Esisteva in Via del Rialto un ingresso riservato a clienti particolari, e un separè nascondeva alla vista gli anonimi. Quando i clienti in attesa sentivano salire svelti le scalette del casino c’era sempre qualcuno con la battutina pronta: ”Questo deve essere un prete”; “Questo deve essere un avvocato”.
Nello Rossi frequentava saltuariamente Via del Rialto. Partivano in bici 4/5 giovanotti da Quercegrossa e ritornavano a notte alta; mai andava da solo. La sua “prima volta” all’età di 14/15 anni rivestì particolare importanza: era infatti una specie di iniziazione festosa. In collaborazione con la metresse del casino si seguiva una speciale procedura per mettere a suo agio il giovane, emozionato da questa prima esperienza sessuale. Separato dalla folla degli usuali clienti, lo fecero accomodare da solo in un salottino dove le signorine gli si presentarono a turno con fare discreto, ma civettuolo; tra queste lui scelse quella che lo avrebbe, come si diceva, “sverginato”. Era consuetudine accompagnare il giovane che andava per la prima volta al casino e lo zio Nello ce lo portarono Bonello del Mulino e Nello del Taddei.

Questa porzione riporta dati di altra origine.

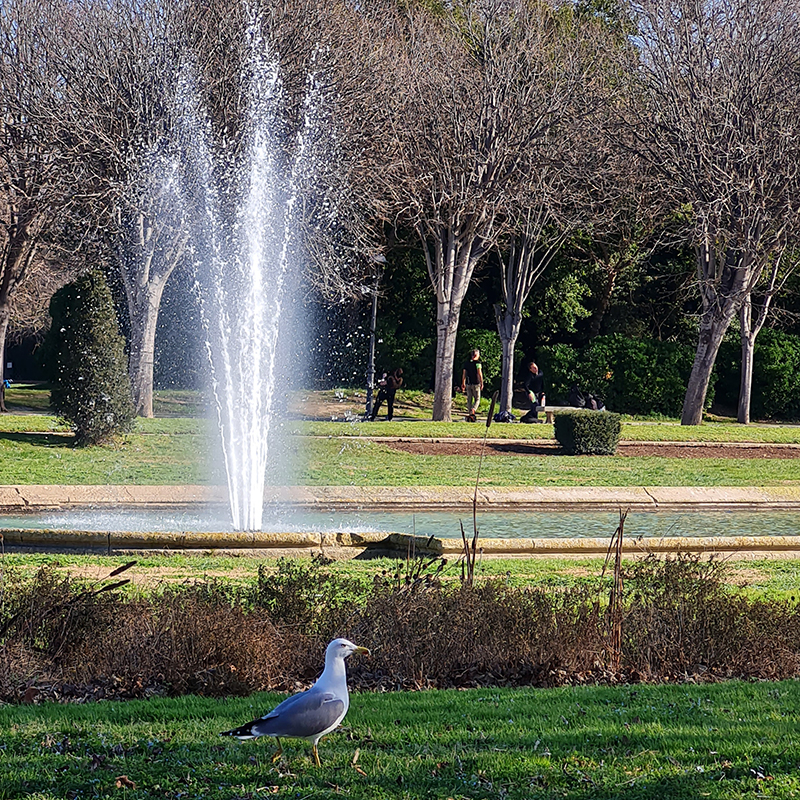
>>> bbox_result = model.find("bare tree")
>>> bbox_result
[377,0,596,420]
[0,0,81,411]
[70,0,198,417]
[737,246,800,425]
[629,0,800,425]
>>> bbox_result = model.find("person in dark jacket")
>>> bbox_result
[370,367,403,422]
[461,349,483,422]
[520,361,545,422]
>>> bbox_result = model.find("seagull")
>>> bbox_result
[220,639,369,767]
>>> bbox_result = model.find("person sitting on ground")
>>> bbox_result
[461,348,483,422]
[370,367,403,422]
[567,383,586,408]
[520,361,545,422]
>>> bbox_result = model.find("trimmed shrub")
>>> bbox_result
[45,270,135,445]
[555,409,622,456]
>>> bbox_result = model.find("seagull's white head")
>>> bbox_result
[325,639,369,661]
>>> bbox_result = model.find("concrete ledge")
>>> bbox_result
[0,528,432,558]
[0,529,800,559]
[6,485,800,513]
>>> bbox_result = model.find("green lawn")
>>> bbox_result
[1,552,800,601]
[300,420,800,444]
[291,439,800,487]
[0,681,800,800]
[0,424,800,487]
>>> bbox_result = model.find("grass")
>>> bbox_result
[0,385,800,487]
[291,439,800,487]
[0,432,800,487]
[290,420,800,444]
[0,681,800,800]
[0,553,800,601]
[0,432,216,485]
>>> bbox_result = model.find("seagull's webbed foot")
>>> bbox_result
[272,736,283,764]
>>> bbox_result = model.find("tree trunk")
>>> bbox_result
[494,305,522,412]
[0,298,11,412]
[418,226,485,422]
[681,303,736,425]
[128,280,166,417]
[589,263,618,339]
[736,295,756,425]
[433,301,460,422]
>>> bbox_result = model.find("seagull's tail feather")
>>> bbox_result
[220,719,260,739]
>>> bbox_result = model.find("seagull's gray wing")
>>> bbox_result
[252,689,344,739]
[221,687,344,739]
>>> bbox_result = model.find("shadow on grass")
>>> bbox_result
[0,431,75,449]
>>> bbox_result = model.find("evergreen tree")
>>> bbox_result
[45,269,134,445]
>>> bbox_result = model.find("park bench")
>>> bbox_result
[536,406,605,425]
[536,406,576,425]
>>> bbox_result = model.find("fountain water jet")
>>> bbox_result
[183,25,314,531]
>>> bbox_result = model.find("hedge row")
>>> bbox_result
[0,556,800,702]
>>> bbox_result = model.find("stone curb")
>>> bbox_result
[0,529,800,559]
[0,485,800,513]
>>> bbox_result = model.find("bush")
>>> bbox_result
[555,409,622,456]
[45,270,134,445]
[0,555,800,702]
[540,334,714,416]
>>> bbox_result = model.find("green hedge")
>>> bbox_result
[717,328,800,419]
[555,409,622,456]
[539,334,714,416]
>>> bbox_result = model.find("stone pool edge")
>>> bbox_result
[0,485,800,513]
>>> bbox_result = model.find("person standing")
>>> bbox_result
[520,361,545,422]
[370,367,403,422]
[461,348,483,422]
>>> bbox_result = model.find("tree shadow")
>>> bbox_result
[0,431,75,449]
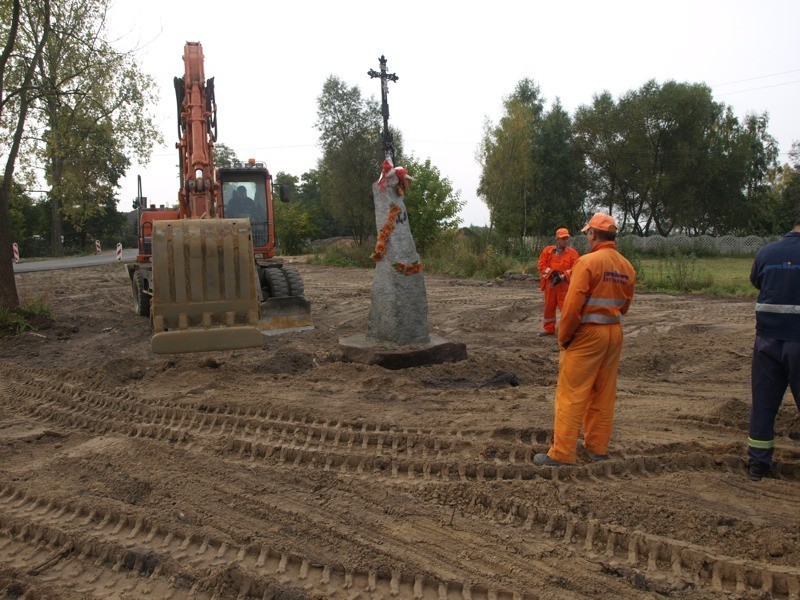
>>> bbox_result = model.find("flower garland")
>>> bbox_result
[392,260,422,275]
[372,204,422,275]
[372,204,400,262]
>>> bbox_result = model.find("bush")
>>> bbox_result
[308,244,375,269]
[0,300,52,335]
[422,235,518,279]
[641,253,714,292]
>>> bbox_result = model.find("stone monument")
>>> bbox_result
[339,56,467,369]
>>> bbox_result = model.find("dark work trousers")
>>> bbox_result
[747,335,800,467]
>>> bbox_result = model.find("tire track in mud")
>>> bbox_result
[412,492,800,600]
[0,486,800,600]
[6,364,800,600]
[0,486,533,600]
[5,366,800,488]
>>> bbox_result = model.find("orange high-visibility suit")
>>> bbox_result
[547,242,636,463]
[539,246,578,335]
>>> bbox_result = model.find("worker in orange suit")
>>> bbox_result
[533,213,636,467]
[539,227,578,335]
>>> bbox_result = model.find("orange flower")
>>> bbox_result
[392,261,422,275]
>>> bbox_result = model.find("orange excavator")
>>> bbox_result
[128,42,313,354]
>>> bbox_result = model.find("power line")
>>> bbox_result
[711,69,800,87]
[720,79,800,96]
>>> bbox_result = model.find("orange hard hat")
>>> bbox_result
[581,213,617,233]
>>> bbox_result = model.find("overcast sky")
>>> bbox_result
[110,0,800,225]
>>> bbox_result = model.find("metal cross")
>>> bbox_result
[367,55,398,164]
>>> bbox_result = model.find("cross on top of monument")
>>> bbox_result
[367,55,399,163]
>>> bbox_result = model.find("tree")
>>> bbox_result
[35,0,160,256]
[575,81,777,235]
[478,79,544,244]
[531,99,586,236]
[0,0,51,309]
[315,76,382,244]
[404,156,464,252]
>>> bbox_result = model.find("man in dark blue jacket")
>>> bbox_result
[747,218,800,481]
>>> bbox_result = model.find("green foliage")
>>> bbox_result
[0,300,52,335]
[422,234,518,279]
[403,156,464,252]
[636,253,758,298]
[575,81,777,235]
[316,76,382,243]
[308,245,375,269]
[275,202,319,256]
[214,142,241,169]
[478,79,584,239]
[638,253,714,292]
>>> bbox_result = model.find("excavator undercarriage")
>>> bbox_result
[128,42,313,354]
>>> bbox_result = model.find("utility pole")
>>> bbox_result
[367,55,399,164]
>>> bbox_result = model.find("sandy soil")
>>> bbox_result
[0,263,800,600]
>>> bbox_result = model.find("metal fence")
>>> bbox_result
[525,235,778,256]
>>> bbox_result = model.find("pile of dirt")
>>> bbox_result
[0,263,800,600]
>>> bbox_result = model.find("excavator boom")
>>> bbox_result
[128,42,313,354]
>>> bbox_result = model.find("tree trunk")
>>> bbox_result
[0,0,50,309]
[50,158,64,256]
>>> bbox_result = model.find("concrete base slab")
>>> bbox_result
[339,335,467,369]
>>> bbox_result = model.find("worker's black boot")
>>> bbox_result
[748,462,770,481]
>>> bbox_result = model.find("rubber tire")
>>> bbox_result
[283,269,305,296]
[264,267,289,298]
[131,270,150,317]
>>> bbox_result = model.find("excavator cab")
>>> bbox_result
[222,159,314,335]
[128,42,313,354]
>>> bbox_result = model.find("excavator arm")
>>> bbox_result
[151,42,262,354]
[175,42,218,219]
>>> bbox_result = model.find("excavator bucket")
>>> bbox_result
[151,219,263,354]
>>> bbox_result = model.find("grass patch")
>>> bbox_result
[632,254,758,298]
[0,300,53,335]
[308,235,758,298]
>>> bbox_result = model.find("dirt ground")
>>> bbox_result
[0,262,800,600]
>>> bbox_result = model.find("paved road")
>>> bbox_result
[14,248,137,273]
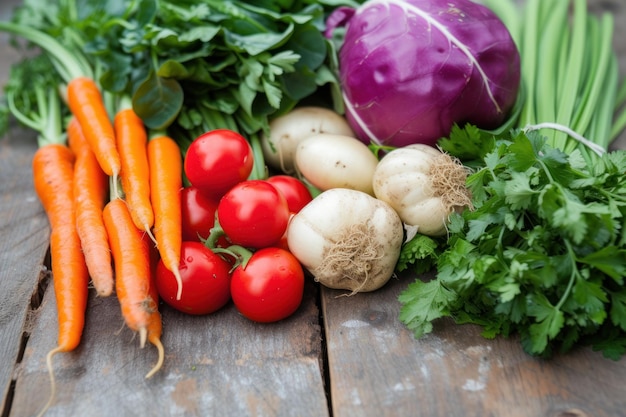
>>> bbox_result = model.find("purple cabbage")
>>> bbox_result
[326,0,520,146]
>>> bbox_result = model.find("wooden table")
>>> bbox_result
[0,0,626,417]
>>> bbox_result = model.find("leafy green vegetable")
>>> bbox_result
[398,0,626,359]
[400,126,626,355]
[4,0,359,147]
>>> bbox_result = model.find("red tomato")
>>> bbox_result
[267,175,313,213]
[217,180,290,249]
[230,248,304,323]
[156,242,231,315]
[180,185,217,241]
[184,129,254,201]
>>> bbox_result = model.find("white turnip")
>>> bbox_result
[373,144,472,236]
[295,133,378,196]
[261,106,354,174]
[287,188,404,294]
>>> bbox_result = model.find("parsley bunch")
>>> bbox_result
[400,126,626,358]
[397,0,626,359]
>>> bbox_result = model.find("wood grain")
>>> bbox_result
[322,276,626,417]
[0,125,49,408]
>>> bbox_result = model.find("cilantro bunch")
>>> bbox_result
[400,126,626,358]
[397,0,626,359]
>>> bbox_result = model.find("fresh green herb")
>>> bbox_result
[398,0,626,359]
[4,0,359,148]
[400,127,626,355]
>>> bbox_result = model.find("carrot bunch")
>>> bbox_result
[0,22,182,413]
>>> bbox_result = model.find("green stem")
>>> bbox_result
[249,133,268,180]
[0,22,93,83]
[554,239,578,310]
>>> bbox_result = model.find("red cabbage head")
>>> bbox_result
[326,0,520,147]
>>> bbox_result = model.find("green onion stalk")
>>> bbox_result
[483,0,626,167]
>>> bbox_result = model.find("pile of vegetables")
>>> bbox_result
[398,0,626,359]
[0,0,626,412]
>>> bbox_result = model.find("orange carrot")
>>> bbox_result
[146,242,165,378]
[103,198,158,347]
[114,108,154,237]
[67,118,113,297]
[32,144,89,412]
[148,136,183,300]
[67,76,121,183]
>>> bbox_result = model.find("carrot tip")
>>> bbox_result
[172,267,183,300]
[146,339,165,379]
[139,326,148,349]
[144,225,158,246]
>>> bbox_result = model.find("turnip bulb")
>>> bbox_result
[373,144,472,236]
[326,0,520,147]
[261,106,356,174]
[287,188,404,294]
[295,133,378,195]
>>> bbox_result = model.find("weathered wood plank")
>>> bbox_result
[0,124,49,409]
[11,278,328,417]
[322,277,626,417]
[0,0,48,410]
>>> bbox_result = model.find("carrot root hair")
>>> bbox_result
[37,346,66,417]
[146,338,165,379]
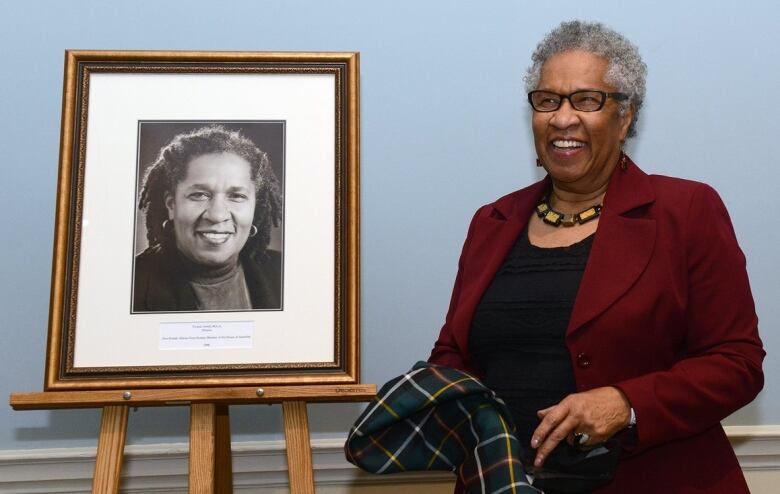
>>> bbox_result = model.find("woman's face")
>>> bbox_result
[532,50,633,193]
[165,153,255,267]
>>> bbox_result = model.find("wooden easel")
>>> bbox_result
[10,384,376,494]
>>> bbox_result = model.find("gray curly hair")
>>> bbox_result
[525,20,647,137]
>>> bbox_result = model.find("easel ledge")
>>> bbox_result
[10,384,376,410]
[10,384,376,494]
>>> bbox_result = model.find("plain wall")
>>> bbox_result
[0,0,780,450]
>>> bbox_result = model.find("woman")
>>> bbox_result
[133,126,282,312]
[430,21,764,493]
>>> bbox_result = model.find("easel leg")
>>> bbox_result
[92,405,128,494]
[189,403,216,494]
[282,401,314,494]
[214,405,233,494]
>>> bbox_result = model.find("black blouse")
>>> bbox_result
[469,228,595,447]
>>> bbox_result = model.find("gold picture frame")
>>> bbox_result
[44,51,360,391]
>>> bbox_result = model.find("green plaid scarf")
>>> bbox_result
[344,362,541,494]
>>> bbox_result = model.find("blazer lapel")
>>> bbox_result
[566,160,656,335]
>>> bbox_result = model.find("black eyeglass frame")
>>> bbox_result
[528,89,629,113]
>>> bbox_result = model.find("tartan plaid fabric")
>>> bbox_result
[344,362,541,494]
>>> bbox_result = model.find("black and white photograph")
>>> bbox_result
[38,51,359,390]
[132,121,285,313]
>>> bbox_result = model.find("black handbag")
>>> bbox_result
[522,438,622,494]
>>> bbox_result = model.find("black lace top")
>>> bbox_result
[469,229,594,446]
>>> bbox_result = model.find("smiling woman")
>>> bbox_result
[133,125,282,312]
[430,21,764,493]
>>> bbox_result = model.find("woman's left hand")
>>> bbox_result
[531,386,631,467]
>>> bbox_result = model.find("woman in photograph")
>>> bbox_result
[430,21,764,494]
[133,125,282,312]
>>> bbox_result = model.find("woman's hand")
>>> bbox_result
[531,386,631,467]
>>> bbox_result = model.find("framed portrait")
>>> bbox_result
[45,51,360,390]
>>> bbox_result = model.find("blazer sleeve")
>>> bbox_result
[428,206,488,372]
[616,184,765,453]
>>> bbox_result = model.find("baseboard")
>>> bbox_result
[0,426,780,494]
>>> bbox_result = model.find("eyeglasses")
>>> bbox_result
[528,89,628,112]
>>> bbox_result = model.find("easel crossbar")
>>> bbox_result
[10,384,376,410]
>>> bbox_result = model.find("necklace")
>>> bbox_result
[536,196,602,227]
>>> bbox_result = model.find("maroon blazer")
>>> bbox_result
[429,163,764,494]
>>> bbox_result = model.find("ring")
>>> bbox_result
[574,432,590,446]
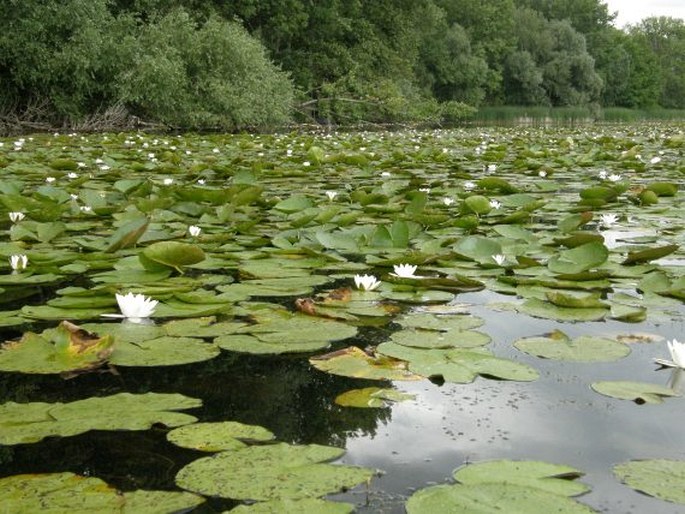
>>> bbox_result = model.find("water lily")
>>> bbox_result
[103,293,159,321]
[354,275,381,291]
[393,264,416,278]
[599,213,618,228]
[654,339,685,369]
[10,254,29,271]
[492,253,507,266]
[9,211,26,223]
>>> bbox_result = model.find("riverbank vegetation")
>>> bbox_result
[0,0,685,132]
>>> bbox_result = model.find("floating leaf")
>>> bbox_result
[0,473,126,514]
[138,241,205,272]
[622,245,680,264]
[547,242,609,273]
[0,393,202,445]
[335,387,415,409]
[406,483,594,514]
[309,346,421,380]
[167,421,274,452]
[176,443,373,500]
[514,331,630,362]
[590,380,678,404]
[614,459,685,505]
[0,321,114,375]
[377,343,539,384]
[230,498,354,514]
[454,460,590,496]
[109,337,221,367]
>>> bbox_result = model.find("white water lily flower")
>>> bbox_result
[9,211,26,223]
[599,213,618,228]
[104,293,159,321]
[354,275,381,291]
[392,264,416,278]
[492,253,507,266]
[10,254,29,271]
[654,339,685,369]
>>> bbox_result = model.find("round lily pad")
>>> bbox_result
[614,459,685,505]
[167,421,274,452]
[176,443,373,500]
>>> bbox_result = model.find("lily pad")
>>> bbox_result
[0,393,202,445]
[335,387,415,409]
[454,460,590,496]
[614,459,685,505]
[176,443,374,500]
[309,346,422,380]
[225,498,354,514]
[377,343,539,384]
[514,330,630,362]
[109,336,221,367]
[167,421,274,452]
[0,321,114,374]
[406,483,594,514]
[590,380,679,404]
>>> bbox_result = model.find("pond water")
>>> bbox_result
[0,125,685,514]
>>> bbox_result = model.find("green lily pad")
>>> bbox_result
[0,321,114,375]
[176,443,374,500]
[377,343,539,384]
[309,346,422,380]
[0,393,202,445]
[0,473,126,514]
[515,298,609,321]
[547,242,609,274]
[390,329,491,348]
[590,380,678,404]
[622,245,680,264]
[335,387,415,409]
[167,421,274,452]
[454,460,590,496]
[406,483,594,514]
[121,490,205,514]
[109,336,221,367]
[613,459,685,505]
[514,330,630,362]
[138,241,205,272]
[230,498,354,514]
[214,334,331,355]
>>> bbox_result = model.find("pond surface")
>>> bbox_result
[0,124,685,513]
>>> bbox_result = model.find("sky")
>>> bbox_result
[605,0,685,28]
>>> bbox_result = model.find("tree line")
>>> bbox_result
[0,0,685,130]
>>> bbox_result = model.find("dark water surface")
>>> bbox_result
[0,293,685,514]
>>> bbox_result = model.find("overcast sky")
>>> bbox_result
[605,0,685,28]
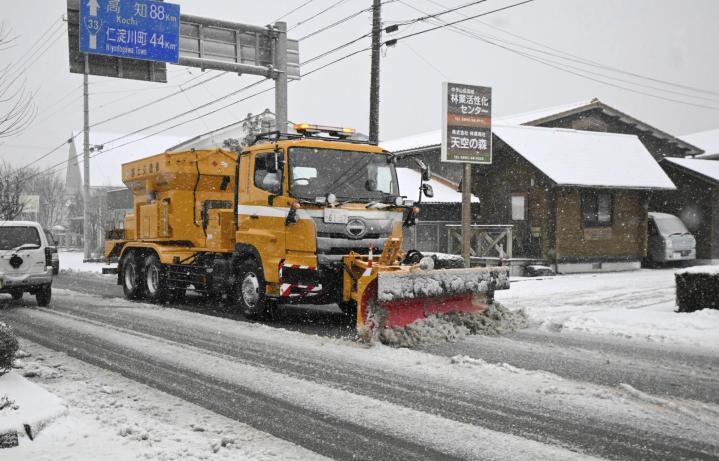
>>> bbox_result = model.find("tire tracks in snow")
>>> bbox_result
[5,292,715,459]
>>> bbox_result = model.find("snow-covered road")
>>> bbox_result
[2,276,719,459]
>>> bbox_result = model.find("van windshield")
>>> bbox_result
[654,218,689,235]
[0,226,42,250]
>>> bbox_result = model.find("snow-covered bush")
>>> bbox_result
[0,322,19,376]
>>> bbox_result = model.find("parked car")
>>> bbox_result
[0,221,53,306]
[647,212,697,263]
[45,229,60,275]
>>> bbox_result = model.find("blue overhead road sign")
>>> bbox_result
[80,0,180,63]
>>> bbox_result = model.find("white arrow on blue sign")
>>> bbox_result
[80,0,180,63]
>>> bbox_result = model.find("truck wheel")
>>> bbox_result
[35,283,52,307]
[122,253,145,299]
[233,259,272,319]
[144,254,168,303]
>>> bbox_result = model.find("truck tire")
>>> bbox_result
[232,259,273,319]
[121,252,145,299]
[35,283,52,307]
[143,253,168,303]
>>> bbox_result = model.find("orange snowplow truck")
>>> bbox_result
[105,125,509,337]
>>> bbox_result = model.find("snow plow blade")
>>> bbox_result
[357,266,509,339]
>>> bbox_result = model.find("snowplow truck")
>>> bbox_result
[105,125,509,338]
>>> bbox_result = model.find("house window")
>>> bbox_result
[512,194,527,221]
[582,192,614,227]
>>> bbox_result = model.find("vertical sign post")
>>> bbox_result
[442,82,492,267]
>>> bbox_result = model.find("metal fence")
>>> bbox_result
[404,221,513,258]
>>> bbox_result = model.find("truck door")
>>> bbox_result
[237,150,288,282]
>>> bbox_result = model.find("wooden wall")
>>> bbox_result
[555,188,647,262]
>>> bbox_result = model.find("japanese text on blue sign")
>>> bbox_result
[442,83,492,164]
[80,0,180,63]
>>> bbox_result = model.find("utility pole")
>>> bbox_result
[462,163,472,267]
[82,54,92,260]
[275,22,287,133]
[369,0,382,143]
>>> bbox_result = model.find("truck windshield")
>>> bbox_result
[289,147,399,201]
[0,226,41,250]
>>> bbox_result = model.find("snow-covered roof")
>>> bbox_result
[681,128,719,158]
[664,157,719,183]
[494,126,675,189]
[494,98,599,125]
[397,168,479,203]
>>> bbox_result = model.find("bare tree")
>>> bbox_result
[0,24,37,138]
[0,161,26,221]
[25,172,67,229]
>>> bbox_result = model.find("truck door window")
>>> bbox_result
[254,152,282,195]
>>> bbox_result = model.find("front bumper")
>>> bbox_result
[0,266,52,293]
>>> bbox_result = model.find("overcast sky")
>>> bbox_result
[0,0,719,184]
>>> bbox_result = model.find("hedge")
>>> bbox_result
[0,322,20,376]
[675,266,719,312]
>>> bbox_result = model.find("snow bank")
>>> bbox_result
[495,269,719,351]
[675,264,719,275]
[377,267,509,302]
[58,250,106,274]
[0,372,67,438]
[379,304,527,347]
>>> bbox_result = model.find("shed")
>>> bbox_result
[652,158,719,264]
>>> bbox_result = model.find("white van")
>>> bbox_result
[0,221,52,306]
[647,212,697,263]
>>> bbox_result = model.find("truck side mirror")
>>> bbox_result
[412,157,432,181]
[422,184,434,198]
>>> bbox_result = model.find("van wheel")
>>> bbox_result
[232,259,274,319]
[144,253,168,303]
[35,283,52,307]
[122,253,145,299]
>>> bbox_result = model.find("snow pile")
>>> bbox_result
[0,373,67,439]
[9,341,325,461]
[377,267,509,302]
[495,269,719,351]
[675,264,719,275]
[58,250,106,274]
[379,303,528,347]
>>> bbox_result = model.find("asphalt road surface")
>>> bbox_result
[0,274,719,460]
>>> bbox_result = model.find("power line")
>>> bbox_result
[28,48,370,179]
[272,0,315,22]
[402,2,719,110]
[287,0,347,32]
[384,0,534,46]
[422,0,719,96]
[395,0,487,26]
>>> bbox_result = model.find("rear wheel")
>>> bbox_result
[35,283,52,307]
[144,253,168,303]
[122,252,145,299]
[233,259,274,319]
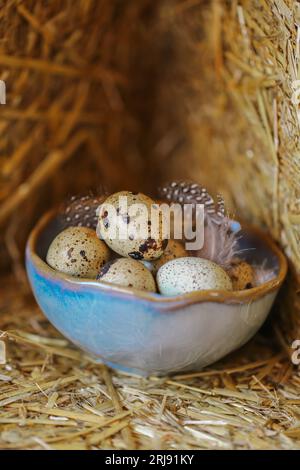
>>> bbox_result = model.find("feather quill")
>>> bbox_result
[160,181,241,269]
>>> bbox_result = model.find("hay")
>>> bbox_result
[0,0,300,338]
[0,279,300,450]
[0,0,300,449]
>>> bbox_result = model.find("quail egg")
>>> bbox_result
[142,240,188,274]
[96,191,168,261]
[156,257,232,296]
[46,227,110,278]
[97,258,156,292]
[227,260,255,290]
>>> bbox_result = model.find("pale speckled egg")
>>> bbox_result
[156,257,232,296]
[97,258,156,292]
[46,227,110,278]
[227,260,255,290]
[142,240,188,274]
[96,191,168,261]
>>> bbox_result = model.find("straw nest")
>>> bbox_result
[0,280,300,450]
[0,0,300,448]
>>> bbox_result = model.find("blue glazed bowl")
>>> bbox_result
[26,212,287,375]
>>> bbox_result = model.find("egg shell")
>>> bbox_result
[96,191,168,261]
[46,227,110,279]
[227,261,255,290]
[97,258,156,292]
[143,240,188,274]
[156,257,232,296]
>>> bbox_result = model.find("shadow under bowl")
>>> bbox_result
[26,211,287,375]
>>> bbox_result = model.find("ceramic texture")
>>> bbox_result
[26,213,287,375]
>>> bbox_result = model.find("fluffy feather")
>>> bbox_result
[160,181,240,269]
[193,217,239,269]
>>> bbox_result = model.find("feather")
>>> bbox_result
[160,181,241,269]
[253,262,276,287]
[193,217,239,269]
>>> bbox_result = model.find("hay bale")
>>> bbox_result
[0,0,300,342]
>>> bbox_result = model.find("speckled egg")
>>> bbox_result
[97,258,156,292]
[96,191,168,261]
[142,240,188,274]
[46,227,110,278]
[227,260,255,290]
[156,257,232,296]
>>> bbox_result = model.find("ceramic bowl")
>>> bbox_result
[26,212,287,375]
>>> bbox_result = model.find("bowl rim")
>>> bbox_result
[26,209,288,308]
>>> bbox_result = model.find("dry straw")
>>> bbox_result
[0,0,300,449]
[0,280,300,450]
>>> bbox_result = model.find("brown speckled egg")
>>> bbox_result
[46,227,110,278]
[156,257,232,296]
[143,240,189,274]
[97,191,168,261]
[97,258,156,292]
[227,260,255,290]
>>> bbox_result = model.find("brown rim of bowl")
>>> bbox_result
[27,209,287,308]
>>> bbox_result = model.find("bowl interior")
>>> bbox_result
[35,215,280,278]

Nel 1958 con la legge della senatrice Merlin le case di tolleranza vennero chiuse per sempre così come stavano scomparendo tutti quei personaggi che li avevano popolati per un secolo, ossia dal 1859, quando lo stato piemontese le aveva aperte per gli zuavi francesi, e poi “tollerate” dal nuovo Regno d’Italia; evidentemente rendevano bene e come un fulmine si erano diffuse ovunque: "Nei primi giorni del dicembre 1860 in Siena nella casa Battisti nel vicolo che dalla Madonna del corvo che immette in via delle Murella nel popolo di S. Quirico fu aperto un pubblico Postribolo tollerato dal presente Governo con gran disdoro della pudicizia e disonore della Città un tempo detta della Vergine". Don Merlotti con una mordace ironia e mirata critica verso le istituzioni ritenute profondamente anticlericali, ci informa della novità come un’onta per la città, ma non tutti la pensavano come lui in merito ai cosiddetti bordelli... anzi.